#### Langfuse Evaluation

In [46]:
import os

from dotenv import load_dotenv

load_dotenv()

True

In [47]:
from langfuse import Langfuse
from langfuse.langchain import CallbackHandler

langfuse = Langfuse(
    public_key="pk-lf-c7be1653-c7b1-4136-90e9-6132b375e823",
    secret_key="sk-lf-dc2be4ce-811a-46b5-a385-7bbe1ab307b8",
    host="http://localhost:3000",
)

langfuse_handler = CallbackHandler()

In [48]:
from langfuse import get_client

langfuse = get_client()

# Verify connection
if langfuse.auth_check():
    print("Langfuse client is authenticated and ready!")
else:
    print("Authentication failed. Please check your credentials and host.")

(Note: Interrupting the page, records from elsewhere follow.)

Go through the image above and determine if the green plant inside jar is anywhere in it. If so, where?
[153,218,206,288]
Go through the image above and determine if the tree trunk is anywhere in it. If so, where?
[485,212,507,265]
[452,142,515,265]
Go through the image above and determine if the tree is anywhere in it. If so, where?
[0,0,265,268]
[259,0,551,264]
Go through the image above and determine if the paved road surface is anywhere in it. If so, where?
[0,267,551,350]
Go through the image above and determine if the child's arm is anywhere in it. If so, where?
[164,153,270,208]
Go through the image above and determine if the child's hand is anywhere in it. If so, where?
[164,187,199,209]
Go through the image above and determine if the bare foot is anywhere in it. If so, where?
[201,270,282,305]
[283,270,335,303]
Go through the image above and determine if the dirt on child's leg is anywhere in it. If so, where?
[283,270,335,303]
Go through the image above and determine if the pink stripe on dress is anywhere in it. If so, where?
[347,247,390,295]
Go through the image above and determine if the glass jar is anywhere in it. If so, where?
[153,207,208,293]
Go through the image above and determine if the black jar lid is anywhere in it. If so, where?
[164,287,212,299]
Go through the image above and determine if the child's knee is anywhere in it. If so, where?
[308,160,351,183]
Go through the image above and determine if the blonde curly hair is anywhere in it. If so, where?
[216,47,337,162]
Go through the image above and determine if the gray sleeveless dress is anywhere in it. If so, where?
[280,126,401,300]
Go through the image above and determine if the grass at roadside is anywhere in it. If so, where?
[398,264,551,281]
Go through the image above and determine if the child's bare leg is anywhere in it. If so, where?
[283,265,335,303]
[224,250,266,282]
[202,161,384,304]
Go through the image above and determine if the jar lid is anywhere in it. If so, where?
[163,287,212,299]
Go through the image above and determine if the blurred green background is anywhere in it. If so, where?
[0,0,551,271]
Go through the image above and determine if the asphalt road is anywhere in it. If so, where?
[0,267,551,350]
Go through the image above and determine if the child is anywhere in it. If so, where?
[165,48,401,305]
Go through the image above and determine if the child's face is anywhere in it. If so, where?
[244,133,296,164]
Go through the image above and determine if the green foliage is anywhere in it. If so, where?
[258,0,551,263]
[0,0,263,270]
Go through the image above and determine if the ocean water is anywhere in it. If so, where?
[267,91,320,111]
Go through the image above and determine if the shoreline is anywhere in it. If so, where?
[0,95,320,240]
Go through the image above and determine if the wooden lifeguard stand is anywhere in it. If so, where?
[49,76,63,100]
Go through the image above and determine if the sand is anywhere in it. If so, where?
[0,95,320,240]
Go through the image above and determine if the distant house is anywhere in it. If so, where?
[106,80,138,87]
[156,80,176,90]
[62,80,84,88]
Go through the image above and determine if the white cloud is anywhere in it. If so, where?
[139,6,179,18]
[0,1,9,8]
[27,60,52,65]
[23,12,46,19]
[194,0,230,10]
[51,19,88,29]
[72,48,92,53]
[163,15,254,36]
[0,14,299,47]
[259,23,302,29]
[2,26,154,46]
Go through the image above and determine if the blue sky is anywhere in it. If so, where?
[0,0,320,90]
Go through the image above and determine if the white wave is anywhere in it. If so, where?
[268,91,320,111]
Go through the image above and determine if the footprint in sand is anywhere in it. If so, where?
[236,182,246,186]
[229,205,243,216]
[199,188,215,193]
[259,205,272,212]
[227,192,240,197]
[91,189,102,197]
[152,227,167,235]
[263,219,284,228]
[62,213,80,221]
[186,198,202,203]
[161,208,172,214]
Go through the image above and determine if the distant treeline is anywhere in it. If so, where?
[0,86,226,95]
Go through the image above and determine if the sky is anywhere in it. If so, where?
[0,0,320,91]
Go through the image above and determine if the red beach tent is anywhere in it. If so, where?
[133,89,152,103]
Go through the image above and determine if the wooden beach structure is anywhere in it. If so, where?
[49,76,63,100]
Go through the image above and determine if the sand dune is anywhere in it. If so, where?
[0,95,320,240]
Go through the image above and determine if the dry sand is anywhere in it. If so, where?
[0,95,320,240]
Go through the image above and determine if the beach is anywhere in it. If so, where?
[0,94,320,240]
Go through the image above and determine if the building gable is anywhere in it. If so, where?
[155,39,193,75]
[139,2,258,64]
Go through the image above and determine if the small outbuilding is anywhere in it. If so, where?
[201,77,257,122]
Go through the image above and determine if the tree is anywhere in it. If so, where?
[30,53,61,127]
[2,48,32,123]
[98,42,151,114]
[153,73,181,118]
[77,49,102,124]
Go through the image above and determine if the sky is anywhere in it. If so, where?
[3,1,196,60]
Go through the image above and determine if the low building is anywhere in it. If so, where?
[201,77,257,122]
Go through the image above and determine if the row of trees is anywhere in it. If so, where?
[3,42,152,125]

Langfuse client is authenticated and ready!


In [None]:
langfuse.create_dataset(name="capital_cities")

In [None]:
local_items = [
    {"input": {"country": "Italy"}, "expected_output": "Rome"},
    {"input": {"country": "Spain"}, "expected_output": "Madrid"},
    {"input": {"country": "Brazil"}, "expected_output": "Brasília"},
    {"input": {"country": "Japan"}, "expected_output": "Tokyo"},
    {"input": {"country": "India"}, "expected_output": "New Delhi"},
    {"input": {"country": "Canada"}, "expected_output": "Ottawa"},
    {"input": {"country": "South Korea"}, "expected_output": "Seoul"},
    {"input": {"country": "Argentina"}, "expected_output": "Buenos Aires"},
    {"input": {"country": "South Africa"}, "expected_output": "Pretoria"},
    {"input": {"country": "Egypt"}, "expected_output": "Cairo"},
    {"input": {"country": "Westeros"}, "expected_output": "Meereen"},
]

In [51]:
# Upload to Langfuse
for item in local_items:
    langfuse.create_dataset_item(
        dataset_name="capital_cities",
        # any python object or value
        input=item["input"],
        # any python object or value, optional
        expected_output=item["expected_output"],
    )

In [52]:
from langchain.prompts import ChatPromptTemplate
from langchain_core.messages import HumanMessage
from langchain_core.prompts import ChatPromptTemplate, MessagesPlaceholder
from langchain_openai import ChatOpenAI


def run_my_langchain_llm_app(input, system_message, callback_handler):
    prompt = ChatPromptTemplate.from_messages(
        [
            (
                "system",
                system_message,
            ),
            MessagesPlaceholder(variable_name="messages"),
        ]
    )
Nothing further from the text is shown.